Wolff: In F1, we need to be protected from ourselves

Wolff: In F1, we need to be protected from ourselves

Toto Wolff claims that the FIA Technical Directive aiming to reduce the bouncing is the best way to protect Formula 1 teams from themselves.

The FIA announced that they are taking action to reduce the “porpoising” or bouncing that the 2022 F1 cars – especially Mercedes’ W13 – are suffering from.

It came after several drivers, mainly George Russell and Lewis Hamilton voiced their concerns about the safety aspect with the bouncing cars, noting that some other drivers shared their view while others didn’t.

It is not yet clear how the FIA will manage the situation, something GrandPrix247 has shed light on, and Toto Wolff was faced with questions regarding the new Technical Directive in a media session in Montreal on Friday.

“I think that sometimes in F1, we need to be protected from ourselves,” he said. “Everybody’s chasing performance.

“And, like many teams didn’t like the cost cap, and tried to fight against it, or fight regulations that they deemed to be counter productive for their own purposes, now we have a situation that the way the cars have been designed, they are ground effect cars.

“And as ground effect cars did in the 80s and the 90s, these cars are porpoising. And to a higher or to a lesser degree with some of the teams. But as a matter of fact, there is a health issue with the drivers, and that’s why we cannot just leave it to the teams to say well up to you to judge,” Wolff explained.

Some drivers who voiced concerns are suddenly silent

The Mercedes boss seemed to be hinting that some teams are putting a muzzle on drivers complaining about the bouncing.

“We can already see that drivers that have been pretty vocal about the pain and the blurred vision, suddenly are less talkative about it,” he claimed. “And that shows that all teams have to be protected from themselves by regulatory change.”

The rules change might hurt Mercedes’ performance, especially if that means that raising the car ride height will be the short-term fix.

Confronted by the fact that Mercedes’ might have shot themselves in the foot, Wolff said it is about the “bigger picture”, and added: “If all of us could have solved it, we would rather solve it then have the situation.

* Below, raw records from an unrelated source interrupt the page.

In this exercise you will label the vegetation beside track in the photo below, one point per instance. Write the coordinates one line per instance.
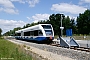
(10, 51)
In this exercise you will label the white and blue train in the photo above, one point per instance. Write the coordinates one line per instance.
(40, 32)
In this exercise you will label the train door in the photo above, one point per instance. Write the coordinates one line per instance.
(40, 33)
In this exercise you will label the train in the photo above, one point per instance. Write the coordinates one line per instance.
(40, 33)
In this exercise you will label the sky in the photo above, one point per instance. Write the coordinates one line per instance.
(17, 13)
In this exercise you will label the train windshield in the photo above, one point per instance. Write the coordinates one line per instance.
(48, 32)
(46, 26)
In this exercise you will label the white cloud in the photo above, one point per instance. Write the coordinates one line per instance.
(8, 7)
(32, 3)
(68, 8)
(20, 1)
(7, 25)
(28, 18)
(39, 17)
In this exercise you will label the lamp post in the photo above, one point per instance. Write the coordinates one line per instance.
(62, 16)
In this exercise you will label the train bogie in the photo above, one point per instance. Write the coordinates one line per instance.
(41, 32)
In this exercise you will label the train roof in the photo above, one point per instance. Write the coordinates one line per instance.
(36, 27)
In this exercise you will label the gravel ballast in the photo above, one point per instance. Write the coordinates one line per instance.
(55, 53)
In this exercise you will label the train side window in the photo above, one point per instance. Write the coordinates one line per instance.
(40, 33)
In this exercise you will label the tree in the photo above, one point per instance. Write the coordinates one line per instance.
(83, 22)
(0, 32)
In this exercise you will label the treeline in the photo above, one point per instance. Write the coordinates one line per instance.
(79, 26)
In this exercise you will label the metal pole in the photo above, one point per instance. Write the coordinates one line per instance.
(61, 25)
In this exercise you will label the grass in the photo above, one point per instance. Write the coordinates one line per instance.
(10, 51)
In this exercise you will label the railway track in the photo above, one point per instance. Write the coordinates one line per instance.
(74, 48)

“I think we all have a responsibility for our drivers,” he continued. “This is not an area where teams should push against the change just because they believe they have an advantage to it. It’s a ground effect problem.

“Some of the teams that are in the front that haven’t had the problem, even their drivers have been vocal in the media, such as Sergio. And there is not one single one single driver out there that hasn’t felt the pain.

“So this is a health issue. And I see a strong FIA coming in with the necessary steps,” the Austrian maintained.